The film could have ended with the three friends watching the “fat” other marry her nice beau, but Headland caps the evening with the party.  Clyde publically and graphically declares his love for Gena; Katie and Joe dance romantically; Regan mouths to Trevor that he should call her.  That Clyde and Gena get back together seems contrived.  But because Becky and Dale can’t really be the romantic couple, since they’re already getting married and because Becky is fat, the film needs another couple to pin its hopes on.  Katie and Joe are played for laughs, even though Joe is the most decent character in the film.  And Regan is too much like Hannibal Lector (as the other characters call her) to be redeemed.  So Gena and Clyde win the happy ending.

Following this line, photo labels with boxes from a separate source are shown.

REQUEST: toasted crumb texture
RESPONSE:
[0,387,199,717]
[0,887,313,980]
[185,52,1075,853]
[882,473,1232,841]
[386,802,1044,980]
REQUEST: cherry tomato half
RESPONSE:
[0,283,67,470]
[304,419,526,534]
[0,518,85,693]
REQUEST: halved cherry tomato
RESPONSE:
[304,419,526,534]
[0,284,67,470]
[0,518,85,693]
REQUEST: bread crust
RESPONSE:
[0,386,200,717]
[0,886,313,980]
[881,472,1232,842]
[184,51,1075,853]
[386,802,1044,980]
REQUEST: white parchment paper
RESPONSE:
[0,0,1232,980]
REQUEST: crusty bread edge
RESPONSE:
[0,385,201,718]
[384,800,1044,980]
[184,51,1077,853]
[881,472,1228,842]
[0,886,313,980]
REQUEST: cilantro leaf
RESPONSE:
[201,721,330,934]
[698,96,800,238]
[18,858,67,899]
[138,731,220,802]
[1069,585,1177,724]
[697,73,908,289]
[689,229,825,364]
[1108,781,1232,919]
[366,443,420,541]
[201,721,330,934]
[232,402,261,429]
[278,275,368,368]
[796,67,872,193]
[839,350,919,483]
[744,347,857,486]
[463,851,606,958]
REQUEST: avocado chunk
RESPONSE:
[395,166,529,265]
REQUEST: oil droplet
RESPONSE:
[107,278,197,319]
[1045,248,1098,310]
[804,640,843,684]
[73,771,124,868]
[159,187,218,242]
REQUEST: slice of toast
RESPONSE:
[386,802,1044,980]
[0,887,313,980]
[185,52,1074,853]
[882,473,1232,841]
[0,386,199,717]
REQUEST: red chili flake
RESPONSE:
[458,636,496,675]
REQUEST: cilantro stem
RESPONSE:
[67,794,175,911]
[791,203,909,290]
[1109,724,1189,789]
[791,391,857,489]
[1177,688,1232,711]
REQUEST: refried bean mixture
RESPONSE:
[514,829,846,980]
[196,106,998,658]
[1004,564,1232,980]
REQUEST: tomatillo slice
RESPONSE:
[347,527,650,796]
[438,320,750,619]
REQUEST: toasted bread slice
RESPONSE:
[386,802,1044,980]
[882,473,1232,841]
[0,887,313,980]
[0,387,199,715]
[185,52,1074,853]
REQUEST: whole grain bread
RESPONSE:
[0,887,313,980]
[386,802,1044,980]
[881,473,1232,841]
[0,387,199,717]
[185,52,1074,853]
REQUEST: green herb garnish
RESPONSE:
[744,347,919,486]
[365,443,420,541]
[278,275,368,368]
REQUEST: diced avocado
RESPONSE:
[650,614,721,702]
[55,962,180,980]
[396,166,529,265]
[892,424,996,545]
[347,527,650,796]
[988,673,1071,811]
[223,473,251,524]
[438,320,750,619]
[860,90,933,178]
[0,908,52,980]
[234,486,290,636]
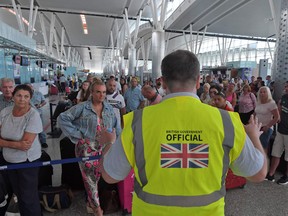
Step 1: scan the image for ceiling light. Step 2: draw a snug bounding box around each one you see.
[80,14,88,34]
[2,7,36,32]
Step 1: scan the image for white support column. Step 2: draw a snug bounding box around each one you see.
[182,31,191,51]
[39,12,48,53]
[267,39,273,62]
[17,5,26,35]
[269,0,278,38]
[224,38,233,65]
[49,13,55,55]
[29,6,38,38]
[66,47,71,64]
[238,47,242,61]
[146,40,152,60]
[150,0,168,81]
[189,24,194,52]
[217,37,224,64]
[246,44,250,61]
[123,8,132,47]
[71,48,76,66]
[195,26,207,55]
[194,31,199,54]
[60,27,65,59]
[150,0,159,29]
[28,0,34,36]
[11,0,23,32]
[140,38,147,71]
[53,28,60,59]
[133,10,142,47]
[110,31,115,60]
[160,0,168,28]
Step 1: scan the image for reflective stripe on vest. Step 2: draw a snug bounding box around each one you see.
[132,110,235,207]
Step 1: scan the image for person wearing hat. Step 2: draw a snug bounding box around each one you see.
[101,50,267,216]
[213,91,234,112]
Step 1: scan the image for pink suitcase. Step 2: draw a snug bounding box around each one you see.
[50,84,58,95]
[118,170,134,214]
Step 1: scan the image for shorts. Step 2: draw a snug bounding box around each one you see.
[271,132,288,161]
[260,128,273,149]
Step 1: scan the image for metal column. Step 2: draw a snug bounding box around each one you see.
[272,0,288,101]
[152,30,165,82]
[128,47,136,76]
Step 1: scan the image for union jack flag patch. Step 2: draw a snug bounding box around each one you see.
[161,143,209,168]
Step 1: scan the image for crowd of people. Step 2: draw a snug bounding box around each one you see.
[0,50,288,216]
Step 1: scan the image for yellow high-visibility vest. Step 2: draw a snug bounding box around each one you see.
[121,96,246,216]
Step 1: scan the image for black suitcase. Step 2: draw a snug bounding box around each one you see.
[38,150,53,188]
[60,137,84,190]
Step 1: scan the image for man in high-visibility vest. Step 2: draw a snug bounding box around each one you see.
[101,50,267,216]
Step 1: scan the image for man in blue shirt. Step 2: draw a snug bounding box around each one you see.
[124,77,145,113]
[0,78,15,111]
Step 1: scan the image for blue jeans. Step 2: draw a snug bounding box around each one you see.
[260,128,273,149]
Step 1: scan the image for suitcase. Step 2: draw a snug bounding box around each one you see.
[118,170,134,214]
[98,177,120,214]
[50,84,58,95]
[60,137,84,190]
[225,169,247,190]
[38,150,53,188]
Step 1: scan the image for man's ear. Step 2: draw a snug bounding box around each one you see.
[196,74,201,89]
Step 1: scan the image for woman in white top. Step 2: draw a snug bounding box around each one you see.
[255,86,280,153]
[0,85,43,216]
[238,84,256,125]
[200,83,211,104]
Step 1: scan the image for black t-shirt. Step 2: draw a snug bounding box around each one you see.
[278,94,288,135]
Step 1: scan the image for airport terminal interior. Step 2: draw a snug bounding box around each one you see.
[0,0,288,216]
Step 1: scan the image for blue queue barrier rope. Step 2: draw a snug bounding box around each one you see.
[0,155,101,170]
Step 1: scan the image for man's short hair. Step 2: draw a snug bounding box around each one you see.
[161,50,200,83]
[0,77,15,87]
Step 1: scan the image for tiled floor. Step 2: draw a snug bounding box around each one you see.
[8,93,288,216]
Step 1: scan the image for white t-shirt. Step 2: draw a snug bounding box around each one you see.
[0,106,43,163]
[106,91,126,127]
[255,100,278,126]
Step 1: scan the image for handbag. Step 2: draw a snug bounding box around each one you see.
[39,185,73,212]
[0,173,8,208]
[98,177,120,214]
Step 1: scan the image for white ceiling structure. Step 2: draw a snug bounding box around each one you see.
[0,0,281,72]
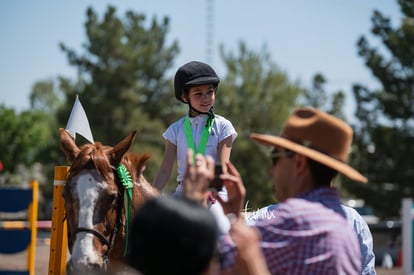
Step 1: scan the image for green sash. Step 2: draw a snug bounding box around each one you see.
[184,116,214,162]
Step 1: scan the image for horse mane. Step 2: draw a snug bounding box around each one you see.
[69,142,151,181]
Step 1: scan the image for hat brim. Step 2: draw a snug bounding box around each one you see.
[250,133,368,183]
[184,76,220,87]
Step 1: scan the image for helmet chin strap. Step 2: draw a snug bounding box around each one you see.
[188,102,214,126]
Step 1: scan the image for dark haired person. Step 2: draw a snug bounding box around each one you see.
[184,108,367,274]
[128,196,219,275]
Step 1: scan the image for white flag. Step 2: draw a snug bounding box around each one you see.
[66,96,95,143]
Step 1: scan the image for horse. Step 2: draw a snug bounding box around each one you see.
[59,128,159,274]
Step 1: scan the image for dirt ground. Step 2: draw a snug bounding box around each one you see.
[0,239,403,275]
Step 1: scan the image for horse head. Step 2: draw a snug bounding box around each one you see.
[60,129,158,273]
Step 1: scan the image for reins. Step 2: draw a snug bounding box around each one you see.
[69,164,134,267]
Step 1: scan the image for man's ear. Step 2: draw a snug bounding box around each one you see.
[293,154,309,176]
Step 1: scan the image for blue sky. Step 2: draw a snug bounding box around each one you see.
[0,0,401,119]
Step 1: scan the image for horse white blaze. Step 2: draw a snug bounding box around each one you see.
[71,172,106,270]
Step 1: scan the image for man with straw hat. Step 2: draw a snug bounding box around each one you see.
[183,108,367,274]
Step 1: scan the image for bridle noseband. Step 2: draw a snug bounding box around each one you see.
[68,166,125,269]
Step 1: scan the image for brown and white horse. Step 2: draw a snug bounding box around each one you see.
[59,129,158,274]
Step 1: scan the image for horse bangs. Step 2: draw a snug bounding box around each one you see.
[70,142,112,180]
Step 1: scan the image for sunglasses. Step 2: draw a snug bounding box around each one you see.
[270,150,296,166]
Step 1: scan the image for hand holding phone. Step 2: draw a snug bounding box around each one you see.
[209,163,223,192]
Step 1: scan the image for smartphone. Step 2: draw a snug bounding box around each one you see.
[209,163,223,192]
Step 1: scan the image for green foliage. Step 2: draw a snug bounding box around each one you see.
[54,6,178,181]
[55,6,178,147]
[220,42,303,208]
[344,0,414,218]
[0,105,48,173]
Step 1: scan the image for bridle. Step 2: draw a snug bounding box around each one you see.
[68,166,125,270]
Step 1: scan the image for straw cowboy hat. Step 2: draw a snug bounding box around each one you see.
[250,108,368,183]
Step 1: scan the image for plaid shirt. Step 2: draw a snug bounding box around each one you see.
[219,188,361,274]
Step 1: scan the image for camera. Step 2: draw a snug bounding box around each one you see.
[209,163,223,192]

Bridesmaids looks like a children’s bedtime story compared to Bachelorette’s Grimm’s fairy tale.  The gross humor in Bridesmaids was situation-based; in Bachelorette, it’s character-based.  Is it radical to see women behaving badly?  Maybe, but it’s not behavior I need to see to even out gender inequality.  (I don’t go to movies in which men behave badly either.  It’s just not my thing.)  Is it radical to see women drink to excess and do enough coke to make their noses bleed?  Maybe, but again, I don’t need to see that to believe that women are as tough as men.  I don’t mind seeing women characters who are mean and emotionally ugly (I liked Young Adult very much); I love a good satire as much as the next person.  And Bachelorettes made me laugh, in spite of myself.  But as Owen Gleiberman said in his Entertainment Weekly review, “You’ll laugh, maybe a lot, but you won’t feel great about it in the morning.”

Headland’s play got mostly positive reviews when it was produced at Second Stage in New York in 2010, especially in the New York Times, where Charles Isherwood praised Headland’s “incisive humor and insight.”  The Backstage reviewer found the play shallow.  On the basis of the reviews I read, I remember deciding not to see it.

But the buzz-worthy film did very well during its on-demand release, becoming iTunes’s No. 1 movie rental three weeks before it opened in movie theatres (see ABC.com).  It broke a record and some think it might set a new trend for film distribution.

I want to be glad for a film written and directed by a woman that’s getting so much notice.  But Bachelorette makes me feel mostly queasy.